17. Mrs. Fields Chocolate Chip Cookies
> Debut: 1977
Debbi Fields was a young Northern California housewife who, after a year or so of marriage, decided to start a business based around the chocolate chip cookies she had been baking since the age of 13. Fields had gradually adapted the original 1930s-vintage Toll House chocolate chip cookie recipe, and her version was big and soft. Market research had suggested that customers preferred crisp cookies, and her friends and relatives didn’t believe her cookies would do well. Nonetheless, she and her economist husband found a banker who was willing to give them a business loan, and in 1977, when she was only 20, she opened Mrs. Fields’ Chocolate Chippery in Palo Alto’s Liddicoat’s Market. Failing to sell any cookies, she took samples out into the street. Once people had tasted them, they came to buy the cookies.
By early 1981, there were 14 Mrs. Fields’ stores in several states; by 1983, there were 70. The chain continued to grow, but over-expansion and the economic downturn of the 1990s affected the chain, and the Fieldses increasingly lost control of their company. The couple divorced in the late 1990s, and in 2000, the company was sold to Famous Brands International, an arm of investment firm Z Capital Partners (Famous Brands also owns the TCBY frozen yogurt chain). Debbi Fields remains a spokesperson for the company, which currently has more than 300 retail outlets in the U.S. and internationally.
18. Nilla Wafers
> Debut: 1898
Though vanilla wafers were being sold in the New York area as early as 1871, the original recipe for what evolved into Nilla Wafers is said to have been devised in the late 19th century by a Staten Island confectioner named Gustav A. Mayer, who sold the formula to Nabisco. That company began marketing them in 1898, calling them simply Vanilla Wafers. They were rebranded under the Nilla name only in 1967. In the 1920s, home cooks started using the wafers to make a kind of bottom crust for banana pudding, and in the 1940s, Nabisco began publishing a recipe for the dessert on its vanilla wafer boxes. It became particularly popular in the American South, and today, banana pudding made with Nilla Wafers is considered a Southern culinary icon.
19. Nutter Butter
> Debut: 1969
Nutter Butter wafers are another cookie concoction developed by Nabisco. Consisting of two sugar wafers shaped more or less like peanuts in their shell, sandwiching a “real peanut butter” filling. The company styles them, on the package, “The peanut butter lovers’ cookie.” Cookie trivia: The waffle pattern on the wafers was designed by William Turnier, who worked in Nabisco’s engineering department — the same man who redesigned the surfaces of Oreos (See No. 20) 40 years after their debut and tweaked the appearance of both Ritz Crackers and Milk-Bones.
> Debut: 1912
The world’s best-selling cookie, Oreos sales top $2 billion annually worldwide. More than 40 billion of them are produced each year in — countless seasonal, promotional, and regional varieties — in some 18 countries. (Oreos’ biggest market, after the U.S., is China.) Oreos were first made in Nabisco’s Manhattan factory and initially sold in bulk tins, by weight (a grocer in Hoboken, New Jersey, was the first customer). The origin of the name is uncertain, but it may derive from the Spanish word for gold, “oro” as early packaging had gold lettering, or perhaps from the Greek word for mountain, “óros” because the first Oreos were reportedly mound-shaped.
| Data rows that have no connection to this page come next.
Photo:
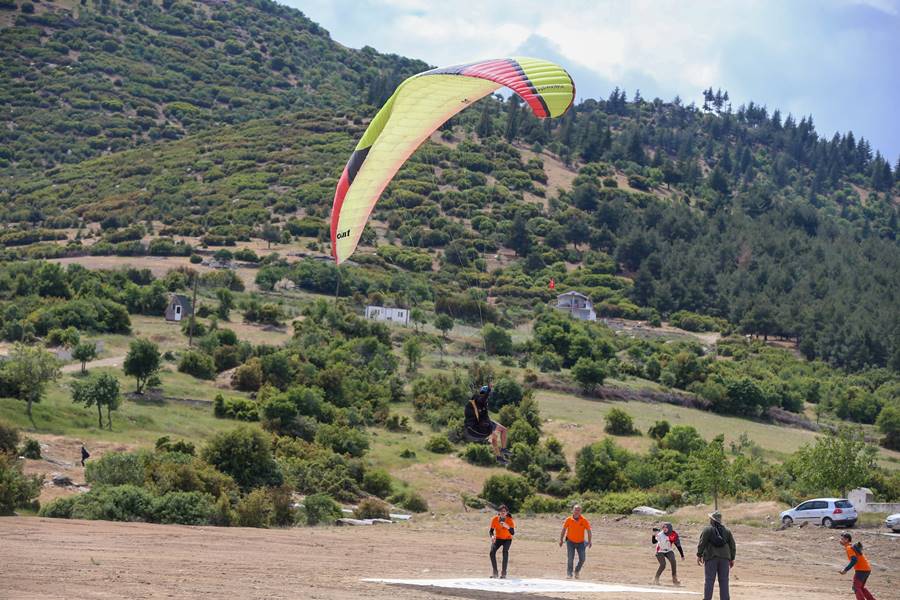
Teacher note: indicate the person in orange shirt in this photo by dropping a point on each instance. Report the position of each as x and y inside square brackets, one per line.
[573, 532]
[858, 563]
[503, 528]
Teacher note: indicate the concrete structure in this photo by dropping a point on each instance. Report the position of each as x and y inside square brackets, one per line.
[576, 304]
[381, 313]
[178, 308]
[864, 501]
[284, 285]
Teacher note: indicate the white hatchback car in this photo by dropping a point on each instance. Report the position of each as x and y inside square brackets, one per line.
[827, 512]
[893, 522]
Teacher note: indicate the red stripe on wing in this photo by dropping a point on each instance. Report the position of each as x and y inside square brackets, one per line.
[508, 73]
[339, 194]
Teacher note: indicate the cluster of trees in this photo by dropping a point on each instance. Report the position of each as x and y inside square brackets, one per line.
[314, 398]
[681, 467]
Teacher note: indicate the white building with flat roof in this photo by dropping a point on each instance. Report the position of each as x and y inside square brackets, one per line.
[576, 304]
[382, 313]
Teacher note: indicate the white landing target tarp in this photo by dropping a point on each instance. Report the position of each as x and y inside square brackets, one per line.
[520, 586]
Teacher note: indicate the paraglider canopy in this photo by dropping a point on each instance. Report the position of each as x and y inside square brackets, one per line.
[417, 108]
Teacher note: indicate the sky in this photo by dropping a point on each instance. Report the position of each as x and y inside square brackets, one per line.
[836, 60]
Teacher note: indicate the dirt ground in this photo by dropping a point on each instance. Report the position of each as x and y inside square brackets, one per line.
[44, 559]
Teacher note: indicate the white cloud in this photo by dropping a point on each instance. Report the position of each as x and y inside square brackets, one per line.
[802, 55]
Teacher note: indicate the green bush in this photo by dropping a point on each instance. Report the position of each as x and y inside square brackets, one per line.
[321, 508]
[17, 490]
[183, 508]
[479, 454]
[31, 449]
[377, 482]
[240, 409]
[179, 473]
[246, 455]
[510, 490]
[115, 503]
[118, 468]
[372, 508]
[538, 504]
[523, 433]
[283, 512]
[343, 440]
[439, 444]
[255, 509]
[223, 514]
[61, 508]
[619, 422]
[507, 391]
[198, 364]
[659, 429]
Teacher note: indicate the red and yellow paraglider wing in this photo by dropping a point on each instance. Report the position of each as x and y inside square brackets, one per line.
[417, 108]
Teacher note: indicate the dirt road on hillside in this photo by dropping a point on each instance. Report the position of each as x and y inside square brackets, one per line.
[48, 559]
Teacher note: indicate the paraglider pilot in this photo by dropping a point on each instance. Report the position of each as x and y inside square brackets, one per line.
[479, 426]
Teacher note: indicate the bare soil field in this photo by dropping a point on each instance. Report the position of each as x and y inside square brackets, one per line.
[44, 559]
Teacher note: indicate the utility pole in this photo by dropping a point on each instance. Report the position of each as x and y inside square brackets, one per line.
[193, 311]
Oreos weren’t the original cookie of their kind. The Sunshine Biscuit Company created a confection that looked almost exactly like Oreos in 1908, called Hydrox, four years before the first Oreo was made — but Nabisco’s superior marketing apparatus turned its version into a smash hit, while Hydrox gradually faded from the scene. (Sunshine was bought by Keebler in 1996 and is now part of the Kellogg’s empire. Leaf Brands, a California-based retro candy company, now produces Hydrox cookies again.)
21. Pepperidge Farm Milano
> Debut: 1957
There really was a Pepperidge Farm, a property in Fairfield, Connecticut. There, during the Depression, housewife Margaret Rudkin started baking whole grain bread for an ailing son. The bread turned out so well that she began selling it, first locally, then in New York City. The enterprise grew, and on a trip to Europe, the Rudkins discovered a line of fancy chocolate cookies being produced in Belgium by N.V. Biscuit Delacre. Thinking they could be popular in America, Rudkin bought the rights. One of the varieties evolved into the Milano — a sandwich of chocolate cream (dark, milk, and mint-flavored versions are available) enclosed in sugar cookies of the type the French call “langue de chat,” or cat’s tongue, for their shape. (Pepperidge Farm has been owned by the Campbell Soup Company since 1961.)